The way I am is without a doubt partly because of fear. But I have found peace with that and who I am, and how I am as a person. I am happy and quite content in my own little bubble with my kids and my family. Maybe in the future things might change, but as of right now, I see no need or reason to change it.

I had the opposite and found that when I opened myself up I left myself vulnerable.

sammylady37 · 13/01/2022 21:12

@somewhereoverthechipshop

I feel sorry for some of you and believe you are trying to hide from the world because you’re frightened. I used to be so shy and introverted as to be untrue when I was a teen. However I believed that most people were fundamentally good and I worked on myself. Particularly when I had kids. I felt I owed it to them to build a community around them, to have people who cared for my kids, who knew them well.

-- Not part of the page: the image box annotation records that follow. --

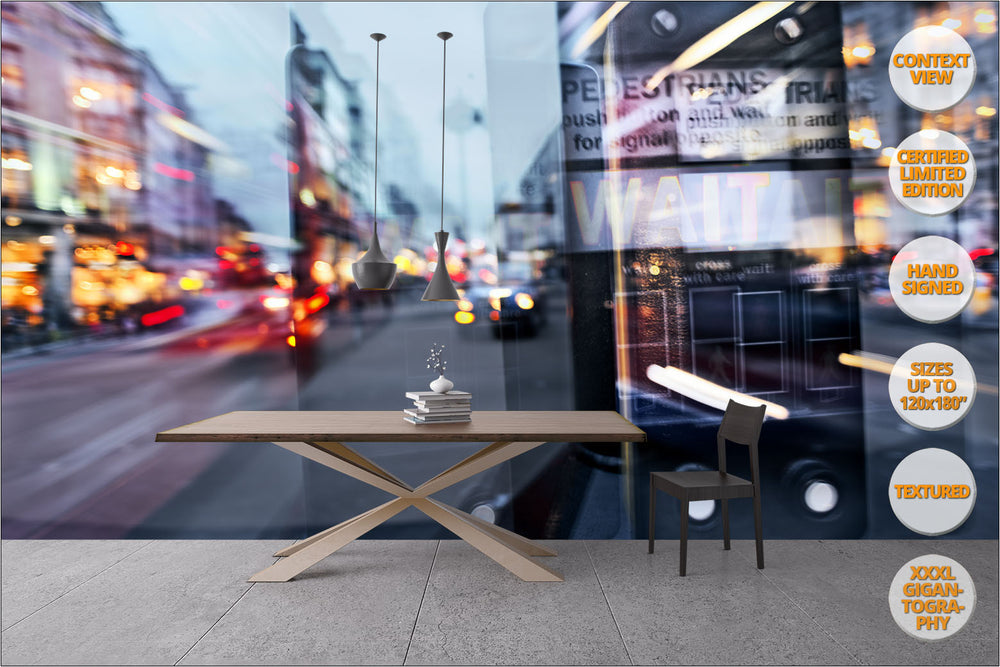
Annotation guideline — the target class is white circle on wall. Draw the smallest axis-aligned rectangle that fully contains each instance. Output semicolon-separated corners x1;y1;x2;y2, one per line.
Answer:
889;25;976;112
889;343;976;431
889;236;976;324
889;130;976;215
889;447;976;535
889;554;976;641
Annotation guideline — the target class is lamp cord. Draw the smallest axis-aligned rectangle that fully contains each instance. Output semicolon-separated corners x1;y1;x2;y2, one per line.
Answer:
372;40;382;237
441;39;448;232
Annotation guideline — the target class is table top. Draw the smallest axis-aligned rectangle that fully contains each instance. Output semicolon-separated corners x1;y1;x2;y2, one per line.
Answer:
156;410;646;442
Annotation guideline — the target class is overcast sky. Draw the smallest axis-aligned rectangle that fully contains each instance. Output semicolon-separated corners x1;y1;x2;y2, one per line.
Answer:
106;2;528;243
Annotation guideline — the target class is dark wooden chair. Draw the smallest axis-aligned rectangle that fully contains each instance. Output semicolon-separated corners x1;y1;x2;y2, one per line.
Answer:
649;400;766;577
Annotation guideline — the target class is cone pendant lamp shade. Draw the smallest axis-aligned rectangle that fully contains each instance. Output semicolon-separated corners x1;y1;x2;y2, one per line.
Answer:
351;32;396;290
351;232;396;290
420;232;459;301
420;32;461;301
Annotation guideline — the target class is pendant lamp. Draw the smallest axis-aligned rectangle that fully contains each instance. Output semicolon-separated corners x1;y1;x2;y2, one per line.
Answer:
420;32;459;301
351;32;396;290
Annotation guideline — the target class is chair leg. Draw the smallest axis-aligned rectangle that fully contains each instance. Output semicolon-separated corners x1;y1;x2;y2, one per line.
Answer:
649;475;656;553
681;500;688;577
719;498;729;551
753;495;764;570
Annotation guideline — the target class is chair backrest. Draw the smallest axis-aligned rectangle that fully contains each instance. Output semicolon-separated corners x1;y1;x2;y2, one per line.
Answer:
716;399;767;486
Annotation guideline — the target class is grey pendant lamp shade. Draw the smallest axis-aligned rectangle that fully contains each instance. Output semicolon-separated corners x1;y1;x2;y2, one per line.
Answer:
351;32;396;290
420;32;460;301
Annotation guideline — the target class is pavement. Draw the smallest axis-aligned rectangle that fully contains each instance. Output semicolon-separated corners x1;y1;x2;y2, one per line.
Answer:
2;539;1000;665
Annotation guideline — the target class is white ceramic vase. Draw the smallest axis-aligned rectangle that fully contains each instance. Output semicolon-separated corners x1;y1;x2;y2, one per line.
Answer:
431;375;455;394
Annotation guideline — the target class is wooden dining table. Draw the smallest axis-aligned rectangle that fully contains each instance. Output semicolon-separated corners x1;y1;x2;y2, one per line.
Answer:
156;411;646;582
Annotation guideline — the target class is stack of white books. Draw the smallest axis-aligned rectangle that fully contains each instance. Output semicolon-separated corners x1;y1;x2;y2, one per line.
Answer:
403;390;472;424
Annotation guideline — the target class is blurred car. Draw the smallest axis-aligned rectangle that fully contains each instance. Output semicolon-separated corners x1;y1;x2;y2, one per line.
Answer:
455;264;548;338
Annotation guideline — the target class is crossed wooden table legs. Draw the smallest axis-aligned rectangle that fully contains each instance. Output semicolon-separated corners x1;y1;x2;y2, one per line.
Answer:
250;442;563;581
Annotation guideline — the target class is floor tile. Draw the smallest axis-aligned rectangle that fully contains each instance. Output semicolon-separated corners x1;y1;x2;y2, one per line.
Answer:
733;540;1000;665
0;540;149;630
3;540;285;665
406;540;629;665
587;540;857;665
180;540;437;665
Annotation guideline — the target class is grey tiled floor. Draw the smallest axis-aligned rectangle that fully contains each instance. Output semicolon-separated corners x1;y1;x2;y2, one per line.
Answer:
0;540;1000;665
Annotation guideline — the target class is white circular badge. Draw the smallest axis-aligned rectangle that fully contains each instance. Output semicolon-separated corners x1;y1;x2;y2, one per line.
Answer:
889;554;976;641
889;25;976;111
889;343;976;431
889;236;976;324
889;130;976;215
889;447;976;535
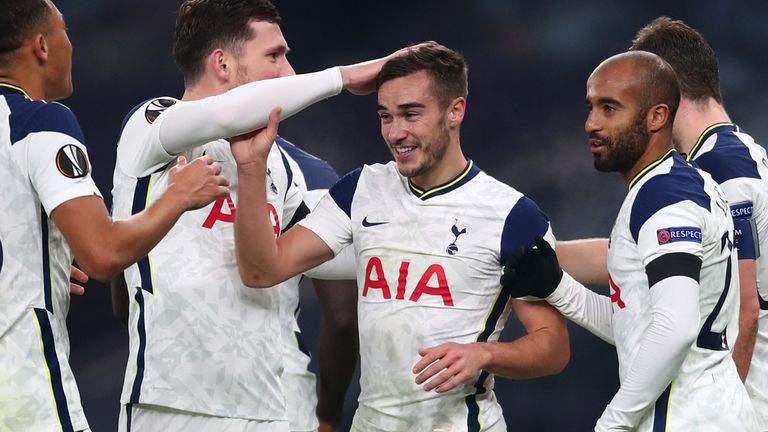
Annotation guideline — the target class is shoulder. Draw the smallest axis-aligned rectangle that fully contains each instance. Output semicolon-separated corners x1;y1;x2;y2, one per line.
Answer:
694;126;760;183
630;155;712;240
8;97;85;143
275;137;339;190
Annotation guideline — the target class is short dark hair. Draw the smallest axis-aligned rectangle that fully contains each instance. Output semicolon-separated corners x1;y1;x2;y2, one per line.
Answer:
0;0;52;59
630;16;723;104
376;42;468;105
173;0;280;84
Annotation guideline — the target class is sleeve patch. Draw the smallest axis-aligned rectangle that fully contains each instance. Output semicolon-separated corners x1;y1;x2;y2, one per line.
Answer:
56;144;91;179
656;227;701;245
144;98;176;124
731;201;753;219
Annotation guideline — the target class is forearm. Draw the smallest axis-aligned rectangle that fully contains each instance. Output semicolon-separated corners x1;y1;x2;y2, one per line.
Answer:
595;276;699;431
733;259;760;381
546;273;615;345
477;329;570;379
556;239;608;285
159;68;342;155
235;158;280;288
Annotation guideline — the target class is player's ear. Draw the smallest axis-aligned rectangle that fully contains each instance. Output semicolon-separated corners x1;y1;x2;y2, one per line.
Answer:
32;33;48;63
646;104;669;132
208;48;232;81
448;97;467;127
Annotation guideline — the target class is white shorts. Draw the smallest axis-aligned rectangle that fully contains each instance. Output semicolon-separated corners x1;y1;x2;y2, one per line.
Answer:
281;340;319;432
117;405;290;432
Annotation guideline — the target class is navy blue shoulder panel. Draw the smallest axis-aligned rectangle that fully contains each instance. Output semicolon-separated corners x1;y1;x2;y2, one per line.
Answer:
277;146;293;196
500;196;549;265
6;95;85;144
694;131;760;184
629;154;712;242
275;137;339;190
328;168;363;217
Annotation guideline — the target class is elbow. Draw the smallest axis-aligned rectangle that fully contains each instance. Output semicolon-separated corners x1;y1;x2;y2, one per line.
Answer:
77;251;124;282
240;269;279;288
549;341;571;375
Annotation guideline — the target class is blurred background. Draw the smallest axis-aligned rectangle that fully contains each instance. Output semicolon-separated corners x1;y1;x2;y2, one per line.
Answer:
56;0;768;432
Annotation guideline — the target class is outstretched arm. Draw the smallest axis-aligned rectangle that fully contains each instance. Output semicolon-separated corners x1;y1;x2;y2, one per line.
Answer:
51;156;229;281
231;108;333;288
117;50;408;177
413;300;570;393
733;259;760;381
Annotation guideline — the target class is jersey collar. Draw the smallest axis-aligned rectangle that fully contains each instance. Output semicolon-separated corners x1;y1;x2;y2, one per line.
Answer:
629;149;677;189
0;82;31;99
686;122;739;161
408;160;480;201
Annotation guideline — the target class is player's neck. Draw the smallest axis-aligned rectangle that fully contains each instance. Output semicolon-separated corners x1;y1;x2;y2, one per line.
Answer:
410;142;467;190
0;68;46;100
674;98;731;154
621;133;672;184
181;76;229;101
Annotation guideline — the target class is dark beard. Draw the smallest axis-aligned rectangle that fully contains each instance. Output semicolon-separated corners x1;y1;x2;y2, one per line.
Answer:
590;111;651;173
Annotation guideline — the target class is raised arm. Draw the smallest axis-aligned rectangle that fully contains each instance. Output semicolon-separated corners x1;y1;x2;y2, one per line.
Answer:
232;108;333;288
51;156;229;281
117;54;404;177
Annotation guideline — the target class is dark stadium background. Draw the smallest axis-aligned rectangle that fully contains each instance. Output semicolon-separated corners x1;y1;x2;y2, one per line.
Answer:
56;0;768;432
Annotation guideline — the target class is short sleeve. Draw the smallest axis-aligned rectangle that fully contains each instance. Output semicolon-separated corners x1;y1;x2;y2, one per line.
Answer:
22;103;101;214
117;97;177;178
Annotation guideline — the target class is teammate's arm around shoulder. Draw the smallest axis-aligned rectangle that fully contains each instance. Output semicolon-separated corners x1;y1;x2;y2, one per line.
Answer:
51;156;229;281
231;108;333;288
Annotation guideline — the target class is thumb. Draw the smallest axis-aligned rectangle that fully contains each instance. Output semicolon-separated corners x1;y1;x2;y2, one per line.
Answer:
266;107;283;136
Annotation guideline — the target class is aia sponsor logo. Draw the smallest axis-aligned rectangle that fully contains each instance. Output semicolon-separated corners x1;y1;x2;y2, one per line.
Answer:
203;195;280;238
363;257;453;306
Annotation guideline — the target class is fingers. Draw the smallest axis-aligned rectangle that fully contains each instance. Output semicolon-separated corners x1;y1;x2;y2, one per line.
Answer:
69;266;88;283
69;283;85;296
534;237;552;253
413;345;446;374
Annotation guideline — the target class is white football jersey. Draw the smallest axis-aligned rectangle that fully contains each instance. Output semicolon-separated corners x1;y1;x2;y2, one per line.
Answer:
688;123;768;431
299;162;554;431
608;151;753;432
113;98;301;420
275;137;339;431
0;84;101;432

I’m proud that I’ve built up a network of friends despite being introverted inside. It gives me peace of mind that should anything happen to me or my husband that they will have family and their friends, my friends that will always look out for them. I think it’s safety in numbers and that if you cut yourself off from everyone you leave yourself vulnerable.
I’m not frightened. I’m not hiding. I don’t need your pity not your sympathy. I haven’t cut myself off from everyone. I just prefer to be by myself most of the time. It’s really not rocket science.
sammylady37 · 13/01/2022 21:13

nor your sympathy

phoenixrosehere · 13/01/2022 21:20

I think hospitality must be different, if one relie on tips, it may serve them well to chat to customers

It’s not different, tips or no tips. Part of working in jobs dealing with the public is to read body language. I’m not going to get tipped highly if I’m bothering a customer who obviously wants to be left alone.

It should 100% be the choice of the customer whether they engage in small talk or not. That's not to say you can't try and start the conversation, but if they make it clear they're not interested, then just leave them alone.

Exactly this!

It baffles me that some people feel that a stranger’s need to make small talk trumps those who want to be left alone or being able to enjoy your own company and not feel lonely must be difficult.

I actually like people for the most part whereas my DH doesn’t, yet he is popular at his company. He’s happy to help people, catch up with them but he’s built a relationship with them and knows them so they are individuals to him not strangers. When he has to deal with the population in particularly crowded or enclosed spaces his headphones are on so he can get on with things without anyone bothering him. I admit I think he’s lucky in that respect since when he wears headphones no one bothers him but when I do people still want to chat with me.

fairylightsandwaxmelts · 14/01/2022 06:38

@Momicrone

I think hospitality must be different, if one relie on tips, it may serve them well to chat to customers
Only if the customer wants to be chatted to, though, otherwise it's just rude.
fairylightsandwaxmelts · 14/01/2022 06:40

@somewhereoverthechipshop

I feel sorry for some of you and believe you are trying to hide from the world because you’re frightened. I used to be so shy and introverted as to be untrue when I was a teen. However I believed that most people were fundamentally good and I worked on myself. Particularly when I had kids. I felt I owed it to them to build a community around them, to have people who cared for my kids, who knew them well. I’m proud that I’ve built up a network of friends despite being introverted inside. It gives me peace of mind that should anything happen to me or my husband that they will have family and their friends, my friends that will always look out for them. I think it’s safety in numbers and that if you cut yourself off from everyone you leave yourself vulnerable.
Christ, do you not see how rude and patronising that is? Hmm

I'm not hiding or frightened - I'm just perfectly happy with my own company or the company of my close friends and family. I don't need or want anything else.